Tri Taruna diduga memiliki peran sebagai perantara untuk menerima dan memberikan aliran uang hasil pemerasan kepada Albertinus. Selain itu, Tri Taruna juga diduga menerima aliran uang mencapai Rp1,07 miliar. Rinciannya, berasal dari mantan Kepala Dinas Pendidikan HSU senilai Rp930 juta pada 2022; dan berasal dari rekanan sebesar Rp140 juta pada 2024.
“Pada saat sesuai dengan laporan dari petugas kami yang melaksanakan penangkapan terhadap terduga itu melakukan perlawanan dan melarikan diri,” ujarnya.

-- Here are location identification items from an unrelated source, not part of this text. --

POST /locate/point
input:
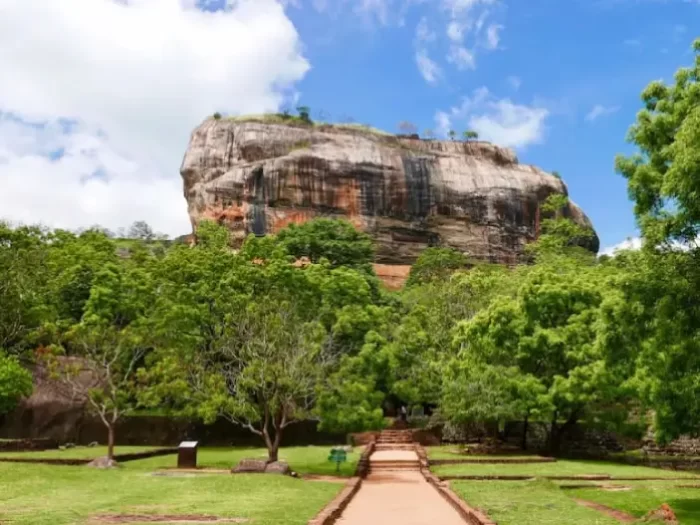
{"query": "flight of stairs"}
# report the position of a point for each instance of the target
(394, 451)
(395, 440)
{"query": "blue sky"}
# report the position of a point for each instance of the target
(569, 57)
(101, 142)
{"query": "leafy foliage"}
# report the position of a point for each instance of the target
(663, 176)
(15, 382)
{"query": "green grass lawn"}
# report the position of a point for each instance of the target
(304, 460)
(560, 468)
(527, 503)
(75, 453)
(32, 494)
(452, 452)
(644, 496)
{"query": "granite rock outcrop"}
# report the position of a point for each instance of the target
(258, 176)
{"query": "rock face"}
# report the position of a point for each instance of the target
(409, 194)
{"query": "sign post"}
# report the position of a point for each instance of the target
(187, 454)
(338, 455)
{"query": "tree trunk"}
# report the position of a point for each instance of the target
(526, 424)
(110, 441)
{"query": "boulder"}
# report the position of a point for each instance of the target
(250, 465)
(103, 463)
(258, 176)
(663, 515)
(278, 467)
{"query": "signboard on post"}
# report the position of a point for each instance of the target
(338, 455)
(187, 454)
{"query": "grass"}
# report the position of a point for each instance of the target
(644, 496)
(304, 460)
(276, 118)
(58, 495)
(75, 453)
(527, 503)
(560, 468)
(452, 452)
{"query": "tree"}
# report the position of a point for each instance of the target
(547, 331)
(407, 128)
(23, 284)
(142, 231)
(15, 382)
(663, 177)
(338, 241)
(304, 113)
(436, 263)
(100, 356)
(264, 374)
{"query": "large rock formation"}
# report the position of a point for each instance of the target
(257, 176)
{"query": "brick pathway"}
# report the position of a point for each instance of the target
(400, 497)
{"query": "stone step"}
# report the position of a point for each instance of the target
(394, 466)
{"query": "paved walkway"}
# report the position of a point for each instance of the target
(398, 498)
(393, 455)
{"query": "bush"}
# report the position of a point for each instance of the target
(15, 382)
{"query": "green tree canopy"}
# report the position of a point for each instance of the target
(15, 382)
(338, 241)
(664, 176)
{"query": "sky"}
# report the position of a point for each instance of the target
(98, 97)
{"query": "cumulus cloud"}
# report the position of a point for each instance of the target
(631, 243)
(635, 243)
(493, 36)
(497, 120)
(427, 67)
(99, 97)
(599, 111)
(461, 57)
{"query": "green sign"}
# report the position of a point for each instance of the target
(339, 456)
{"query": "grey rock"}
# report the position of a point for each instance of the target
(278, 467)
(250, 465)
(407, 193)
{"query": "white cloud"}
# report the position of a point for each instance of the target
(493, 36)
(428, 68)
(461, 57)
(599, 111)
(635, 243)
(136, 76)
(631, 243)
(500, 121)
(455, 31)
(423, 32)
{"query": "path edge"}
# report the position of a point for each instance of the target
(332, 512)
(468, 514)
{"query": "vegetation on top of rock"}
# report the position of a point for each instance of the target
(15, 382)
(436, 263)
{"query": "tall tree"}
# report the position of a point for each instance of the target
(15, 382)
(663, 177)
(102, 352)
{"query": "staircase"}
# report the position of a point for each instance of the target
(394, 451)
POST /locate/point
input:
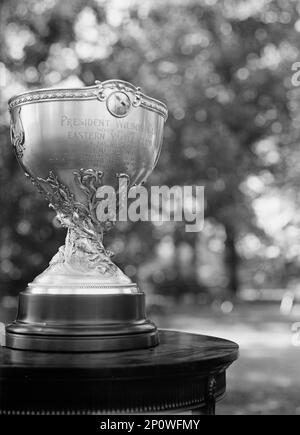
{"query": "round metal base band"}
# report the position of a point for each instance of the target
(101, 343)
(81, 323)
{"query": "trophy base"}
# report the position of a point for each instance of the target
(81, 323)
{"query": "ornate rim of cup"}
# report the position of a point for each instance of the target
(96, 91)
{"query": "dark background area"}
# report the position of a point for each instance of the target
(224, 69)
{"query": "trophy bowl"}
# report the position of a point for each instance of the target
(70, 143)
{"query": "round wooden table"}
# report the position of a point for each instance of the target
(185, 372)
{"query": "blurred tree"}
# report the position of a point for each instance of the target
(223, 68)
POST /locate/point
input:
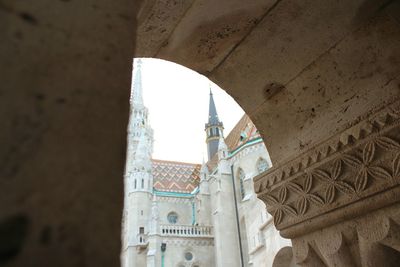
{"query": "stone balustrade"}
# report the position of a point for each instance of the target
(186, 230)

“Saat ini sedang dilakukan upaya pencarian dan nanti akan kami terbitkan daftar pencarian orang [DPO] apabila pencarian ini tidak membuahkan hasil atau tidak ditemukan yang bersangkutan.”
Dalam perkara ini, KPK juga menetapkan dua orang lainnya sebagai tersangka. Mereka adalah Kepala Kejaksaan Negeri Kabupaten Hulu Sungai Utara Agustus 2025–sekarang Albertinus Parlinggoman Napitupulu dan Kepala Seksi Intelijen (Kasi Intel) Kejaksaan Negeri Kabupaten Hulu Sungai Utara Asis Budianto.
“KPK selanjutnya melakukan penahanan terhadap para tersangka [Albertinus dan Asis] untuk 20 hari pertama sejak tanggal 19 Desember 2025 sampai dengan 8 Januari 2026,” ujarnya.
Atas perbuatannya, para tersangka disangkakan melanggar Pasal 12 huruf e, Pasal 12 huruf f UU No 31 tahun 1999 sebagaimana telah diubah dengan UU No 20 Tahun 2002 jo Pasal 55 ayat (1) KUHP jo Pasal 64 KUHP.